Voor wie het het ergste is is de vraag.
Beiden lijden we hieronder.
Beiden zoeken we naar wegen om de liefde centraal te laten staan en de verschijnselen die duiden op ziekteprocessen die voortschrijden zo te benaderen dat ze de dagelijkse loop der dingen niet al te negatief gaan beïnvloeden.
Op sommige dagen lukt dat wonderwel. Boven verwachting goed zelfs.
Op andere dagen is het dweilen met de kraan open.
Tranen zijn er elke dag.
Bij de een inwendig, onzichtbaar, verborgen tussen woorden die andere dingen uitdrukken. Bij de ander uitwendig, zichtbaar, buiten het blikveld van de een voorzover dat mogelijk is.
Elkaar laten we de tranen zelden weten, als we het helpen kunnen.
Toch louteren ze als we ze kunnen delen. Dus soms zijn de zichtbare tranen bewust in beeld. Dan komt de liefde naar buiten, de troost, de warmte, de mogelijkheid elkaar iets te bieden dat alleen tussen ons beiden bestaan kan.
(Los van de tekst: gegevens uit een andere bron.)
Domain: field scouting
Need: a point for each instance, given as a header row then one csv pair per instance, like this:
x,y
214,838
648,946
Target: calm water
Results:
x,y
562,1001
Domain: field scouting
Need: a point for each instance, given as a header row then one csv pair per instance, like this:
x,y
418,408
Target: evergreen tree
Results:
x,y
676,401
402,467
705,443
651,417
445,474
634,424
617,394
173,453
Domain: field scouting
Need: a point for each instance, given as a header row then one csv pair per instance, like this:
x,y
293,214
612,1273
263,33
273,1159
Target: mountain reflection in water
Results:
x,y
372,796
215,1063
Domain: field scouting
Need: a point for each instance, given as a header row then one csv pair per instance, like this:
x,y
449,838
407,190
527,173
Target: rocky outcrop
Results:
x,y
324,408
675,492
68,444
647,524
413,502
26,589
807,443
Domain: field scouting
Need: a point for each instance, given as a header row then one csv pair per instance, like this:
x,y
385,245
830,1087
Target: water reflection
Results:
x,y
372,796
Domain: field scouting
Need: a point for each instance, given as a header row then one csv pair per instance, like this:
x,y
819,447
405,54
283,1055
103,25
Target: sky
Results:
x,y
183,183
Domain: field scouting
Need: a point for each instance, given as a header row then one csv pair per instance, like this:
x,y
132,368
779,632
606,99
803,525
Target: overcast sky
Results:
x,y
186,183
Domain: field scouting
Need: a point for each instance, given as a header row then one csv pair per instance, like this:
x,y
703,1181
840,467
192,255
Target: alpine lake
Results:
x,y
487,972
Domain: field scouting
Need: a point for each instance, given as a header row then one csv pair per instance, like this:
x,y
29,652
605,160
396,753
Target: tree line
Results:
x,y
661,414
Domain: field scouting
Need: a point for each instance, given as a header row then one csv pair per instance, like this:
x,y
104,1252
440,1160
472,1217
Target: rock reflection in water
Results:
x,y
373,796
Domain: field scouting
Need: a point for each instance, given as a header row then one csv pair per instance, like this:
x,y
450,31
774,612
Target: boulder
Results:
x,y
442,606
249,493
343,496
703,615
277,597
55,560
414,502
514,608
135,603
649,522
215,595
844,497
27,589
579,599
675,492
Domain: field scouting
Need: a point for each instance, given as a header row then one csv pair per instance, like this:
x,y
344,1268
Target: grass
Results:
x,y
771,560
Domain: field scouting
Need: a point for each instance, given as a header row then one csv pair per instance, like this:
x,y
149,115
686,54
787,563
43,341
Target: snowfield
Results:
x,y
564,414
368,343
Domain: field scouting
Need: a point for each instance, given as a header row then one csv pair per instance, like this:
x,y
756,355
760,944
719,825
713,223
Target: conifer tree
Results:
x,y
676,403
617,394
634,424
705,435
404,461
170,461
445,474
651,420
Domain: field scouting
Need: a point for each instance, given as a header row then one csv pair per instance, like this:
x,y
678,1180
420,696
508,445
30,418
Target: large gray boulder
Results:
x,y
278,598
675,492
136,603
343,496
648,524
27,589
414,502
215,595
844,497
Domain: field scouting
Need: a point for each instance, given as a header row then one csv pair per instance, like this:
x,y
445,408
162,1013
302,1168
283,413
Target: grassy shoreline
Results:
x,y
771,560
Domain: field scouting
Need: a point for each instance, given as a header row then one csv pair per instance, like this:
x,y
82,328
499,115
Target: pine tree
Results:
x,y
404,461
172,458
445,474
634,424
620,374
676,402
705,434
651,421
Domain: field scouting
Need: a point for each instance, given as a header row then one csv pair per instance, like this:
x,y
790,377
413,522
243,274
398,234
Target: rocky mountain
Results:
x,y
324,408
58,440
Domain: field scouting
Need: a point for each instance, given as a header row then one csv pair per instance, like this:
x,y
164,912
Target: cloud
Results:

De gesprekken veranderen van inhoud en toon. Herinneringen komen telkens langs en veranderen van betekenis en vorm. Oude gebeurtenissen worden in een nieuw jasje gestoken. Herhalingen komen voor. Letterlijke of meer aangepaste versies. Soms komt spontaan een verhaal naar boven dat allang gehoord is, maar verteld wordt alsof het de eerste keer is dat deze herinnering gedeeld wordt.
In zekere zin is dat ook het geval, het is de eerste keer in het hier en nu. In een ander hier en nu had het echter al geklonken.
Het is goed dat de betekenis van de verhalen in het eerdere hier en nu al duidelijk geworden was, waardoor het belang van het verhaal in het huidige hier en nu beter geduid kan.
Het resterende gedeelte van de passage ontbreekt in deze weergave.